Riches of thought about it flooded my mind.  This may sound unrestful, and to people who have a baseline for restful that verges on meditational I think my mind would create a maelstrom of instinctual fear and panic.  For me, this flooding of thought, of thoughts that aren’t more than texture, taste, and everything in the past week that caught my eye, my ear, and my mind, everything in my memory that resonates with this theme my mind has, for mysterious reasons of its own, settled on, are sorted and re-tasted, and it’s restful.

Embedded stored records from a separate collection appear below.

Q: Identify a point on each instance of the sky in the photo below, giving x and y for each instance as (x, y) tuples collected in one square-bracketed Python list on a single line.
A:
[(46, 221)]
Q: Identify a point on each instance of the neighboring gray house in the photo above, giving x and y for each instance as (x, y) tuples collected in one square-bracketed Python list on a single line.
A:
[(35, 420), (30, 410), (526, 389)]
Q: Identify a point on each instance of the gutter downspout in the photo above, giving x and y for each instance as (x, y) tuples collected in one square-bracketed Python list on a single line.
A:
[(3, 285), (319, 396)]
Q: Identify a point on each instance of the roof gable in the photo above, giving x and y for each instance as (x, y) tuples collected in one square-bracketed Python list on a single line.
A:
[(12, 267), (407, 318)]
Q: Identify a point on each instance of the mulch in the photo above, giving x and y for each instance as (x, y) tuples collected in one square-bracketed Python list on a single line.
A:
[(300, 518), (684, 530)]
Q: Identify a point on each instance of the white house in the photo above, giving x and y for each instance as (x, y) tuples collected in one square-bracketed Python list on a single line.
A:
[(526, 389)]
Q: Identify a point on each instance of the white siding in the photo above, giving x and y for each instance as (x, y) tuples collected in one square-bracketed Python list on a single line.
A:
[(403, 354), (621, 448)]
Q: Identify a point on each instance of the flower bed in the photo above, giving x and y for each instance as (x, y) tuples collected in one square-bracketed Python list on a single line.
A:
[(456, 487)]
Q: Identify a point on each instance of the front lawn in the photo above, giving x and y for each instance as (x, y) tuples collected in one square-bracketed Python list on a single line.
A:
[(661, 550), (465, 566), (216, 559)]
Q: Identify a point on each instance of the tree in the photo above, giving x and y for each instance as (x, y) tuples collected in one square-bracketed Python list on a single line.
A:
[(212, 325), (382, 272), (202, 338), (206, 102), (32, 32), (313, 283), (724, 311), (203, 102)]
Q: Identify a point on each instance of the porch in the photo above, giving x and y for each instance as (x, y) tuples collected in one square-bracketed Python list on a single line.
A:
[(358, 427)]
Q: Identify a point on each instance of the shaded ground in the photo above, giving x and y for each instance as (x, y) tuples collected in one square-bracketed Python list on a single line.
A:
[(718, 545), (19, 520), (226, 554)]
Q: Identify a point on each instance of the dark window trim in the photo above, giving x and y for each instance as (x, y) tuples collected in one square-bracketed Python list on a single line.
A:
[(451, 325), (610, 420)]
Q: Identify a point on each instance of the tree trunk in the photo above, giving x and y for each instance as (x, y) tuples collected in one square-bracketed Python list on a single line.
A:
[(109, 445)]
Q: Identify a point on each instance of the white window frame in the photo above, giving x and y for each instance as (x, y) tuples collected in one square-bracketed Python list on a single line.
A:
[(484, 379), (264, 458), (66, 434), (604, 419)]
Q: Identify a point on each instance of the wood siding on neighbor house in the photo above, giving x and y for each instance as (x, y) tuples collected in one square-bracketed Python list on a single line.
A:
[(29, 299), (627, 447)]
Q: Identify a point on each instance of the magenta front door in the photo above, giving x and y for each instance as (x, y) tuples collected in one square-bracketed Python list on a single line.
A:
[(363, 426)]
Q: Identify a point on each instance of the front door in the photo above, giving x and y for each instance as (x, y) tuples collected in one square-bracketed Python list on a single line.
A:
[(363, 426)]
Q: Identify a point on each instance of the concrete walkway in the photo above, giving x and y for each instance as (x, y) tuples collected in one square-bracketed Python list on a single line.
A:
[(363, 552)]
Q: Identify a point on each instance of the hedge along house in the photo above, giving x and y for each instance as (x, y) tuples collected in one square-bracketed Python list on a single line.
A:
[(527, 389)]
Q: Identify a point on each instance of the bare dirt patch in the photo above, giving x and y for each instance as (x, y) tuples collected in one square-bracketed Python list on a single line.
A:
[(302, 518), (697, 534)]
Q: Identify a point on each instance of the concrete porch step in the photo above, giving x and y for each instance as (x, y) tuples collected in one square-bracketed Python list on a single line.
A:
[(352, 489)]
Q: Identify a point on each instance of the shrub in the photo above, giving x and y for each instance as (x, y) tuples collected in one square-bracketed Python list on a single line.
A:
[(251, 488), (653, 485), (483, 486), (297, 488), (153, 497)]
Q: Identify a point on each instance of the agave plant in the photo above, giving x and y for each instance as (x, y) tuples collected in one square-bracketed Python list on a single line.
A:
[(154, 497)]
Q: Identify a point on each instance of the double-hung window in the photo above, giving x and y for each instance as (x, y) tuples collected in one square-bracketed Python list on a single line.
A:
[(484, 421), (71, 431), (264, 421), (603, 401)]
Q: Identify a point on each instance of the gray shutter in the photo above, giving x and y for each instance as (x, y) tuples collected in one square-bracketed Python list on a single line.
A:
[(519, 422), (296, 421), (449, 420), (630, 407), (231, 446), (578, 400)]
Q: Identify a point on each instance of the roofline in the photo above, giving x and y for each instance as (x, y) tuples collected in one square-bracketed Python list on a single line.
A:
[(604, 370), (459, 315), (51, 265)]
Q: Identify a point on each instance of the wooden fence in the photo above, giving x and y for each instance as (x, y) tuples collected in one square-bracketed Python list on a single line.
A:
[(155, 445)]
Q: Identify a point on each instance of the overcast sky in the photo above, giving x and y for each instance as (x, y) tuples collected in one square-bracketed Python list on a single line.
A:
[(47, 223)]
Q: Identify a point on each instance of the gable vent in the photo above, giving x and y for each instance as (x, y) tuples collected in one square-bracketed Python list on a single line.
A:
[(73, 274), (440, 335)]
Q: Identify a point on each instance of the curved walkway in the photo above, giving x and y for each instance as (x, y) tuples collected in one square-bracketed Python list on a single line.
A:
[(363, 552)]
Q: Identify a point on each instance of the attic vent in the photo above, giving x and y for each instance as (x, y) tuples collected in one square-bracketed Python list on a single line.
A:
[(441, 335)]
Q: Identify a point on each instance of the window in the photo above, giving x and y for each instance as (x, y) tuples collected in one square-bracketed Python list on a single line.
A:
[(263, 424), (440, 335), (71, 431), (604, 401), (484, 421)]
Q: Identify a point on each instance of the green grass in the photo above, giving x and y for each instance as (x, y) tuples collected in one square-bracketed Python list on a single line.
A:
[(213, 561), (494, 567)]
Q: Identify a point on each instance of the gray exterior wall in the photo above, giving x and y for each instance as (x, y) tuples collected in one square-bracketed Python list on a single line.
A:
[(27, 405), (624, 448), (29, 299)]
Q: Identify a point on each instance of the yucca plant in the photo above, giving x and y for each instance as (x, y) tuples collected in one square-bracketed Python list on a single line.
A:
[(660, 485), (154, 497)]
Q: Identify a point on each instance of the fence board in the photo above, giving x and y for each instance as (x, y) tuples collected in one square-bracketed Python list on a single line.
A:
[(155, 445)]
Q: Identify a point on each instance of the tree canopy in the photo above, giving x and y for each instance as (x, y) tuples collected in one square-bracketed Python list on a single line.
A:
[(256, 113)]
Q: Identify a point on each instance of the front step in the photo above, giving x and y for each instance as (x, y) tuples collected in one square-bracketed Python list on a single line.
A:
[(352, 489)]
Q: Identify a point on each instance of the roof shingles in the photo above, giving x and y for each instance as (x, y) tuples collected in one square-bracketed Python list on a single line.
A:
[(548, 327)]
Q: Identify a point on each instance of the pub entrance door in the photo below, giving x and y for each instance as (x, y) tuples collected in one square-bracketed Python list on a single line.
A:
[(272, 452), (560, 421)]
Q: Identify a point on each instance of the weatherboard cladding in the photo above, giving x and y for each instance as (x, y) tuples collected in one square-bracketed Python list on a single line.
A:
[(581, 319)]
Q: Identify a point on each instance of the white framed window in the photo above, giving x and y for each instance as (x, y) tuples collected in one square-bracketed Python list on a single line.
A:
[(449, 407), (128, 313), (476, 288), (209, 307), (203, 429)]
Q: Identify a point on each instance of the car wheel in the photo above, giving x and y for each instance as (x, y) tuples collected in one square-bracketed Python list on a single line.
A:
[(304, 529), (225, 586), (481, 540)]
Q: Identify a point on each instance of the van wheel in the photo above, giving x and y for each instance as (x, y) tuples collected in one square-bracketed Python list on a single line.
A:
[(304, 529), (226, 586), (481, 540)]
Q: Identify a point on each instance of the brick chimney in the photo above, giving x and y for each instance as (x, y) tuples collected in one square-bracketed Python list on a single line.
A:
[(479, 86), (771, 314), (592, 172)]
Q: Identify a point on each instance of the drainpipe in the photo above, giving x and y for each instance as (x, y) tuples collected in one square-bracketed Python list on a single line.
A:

What emerged tonight is that there are so many different ways to think about rhythm.  It’s so easy to think of it as an ability to tap your foot in a particular pattern of intervals.  It’s easy to think of it as an innate ability to move your body to the influence of external notes in a way that others recognize as symmetrical or even purposely (and artistically) asymmetrical.  To be able to sustain a pattern.  When I peel away my conventional ideas about what constitutes rhythm something much more complex emerges.  I am able to hear irregular rhythms and still feel where the repeat is.

I was feeling elated.  Outside-myself-elated.  I often feel this way at twilight.  I often feel this way when I walk super fast with music in my ears and my eyes alive to everything around me.  I imagined coming home and writing about how amazing I felt, hoping I could share it eloquently enough that you’d feel it too, if you don’t already feel it on your own account.  Immediately I reminded myself that I often sound like a madwoman when I start spewing about my shimmering moments and how I inevitably crash soon after feeling that good.  My immediate thought was: I wish I wasn’t the way I am.  I wish being as happy as I am tonight didn’t mean that I will almost certainly feel equally low within a day or two.

But then I saw it as my natural rhythm.  Yes, it is tangled up in my mental illness and if I wasn’t mentally ill my moods would be less dramatic and experiencing elation wouldn’t automatically predict a corresponding crash in mood.  I admit I felt shame for a minute.  “I must not share this crazy happy moment of my life because it isn’t real.  It’s a fabrication of my mood disorder and when I wake up and read what I’ve shared I’ll want to die because I’ll know it was nothing more than this imbalance of mine.”  While those things are true, that when I experience elation it’s often much more dramatic than others experience it, what I saw tonight is that it’s a part of my own rhythm.  Perhaps those who aren’t like me might dismiss my highs and if they dismiss my highs they will almost certainly dismiss my lows as well.  I am a person of extremes.  Of strong contrast.  Of immediate contradictions.

But if my shining moments aren’t worth sharing, then no one’s are.  Just because there is greater disparity between my happiness and my despair doesn’t make it less real.

Whatever else I am, I am not artificial.  My moods are genuine.  They might seem sudden and unpredictable to some but if I’m listening I can hear the tune clearly, I can predict the next fall, the next rise.  Life influences the rhythm just the way an instrument and a conductor may both wield a strong influence on a musician’s rhythm.  Although I dislike Stravinsky I think my rhythm is wild in the same way his is.  Discordant and jarring, but fresh and unfettered.  It gave me pleasure to think on this.  To accept that I will plummet as surely as I will rise.  Everyone does.  I just do it more loudly.

I think the world is stinking rich with unique and uncharted rhythms that people orchestrate, that nature itself writes all around us, that we don’t recognize as rhythm because we don’t take the time to hear the patterns repeat.  The only thing humans know for sure that doesn’t repeat is Pi.  I think even Pi must have some kind of rhythm.  I think we just haven’t found it yet.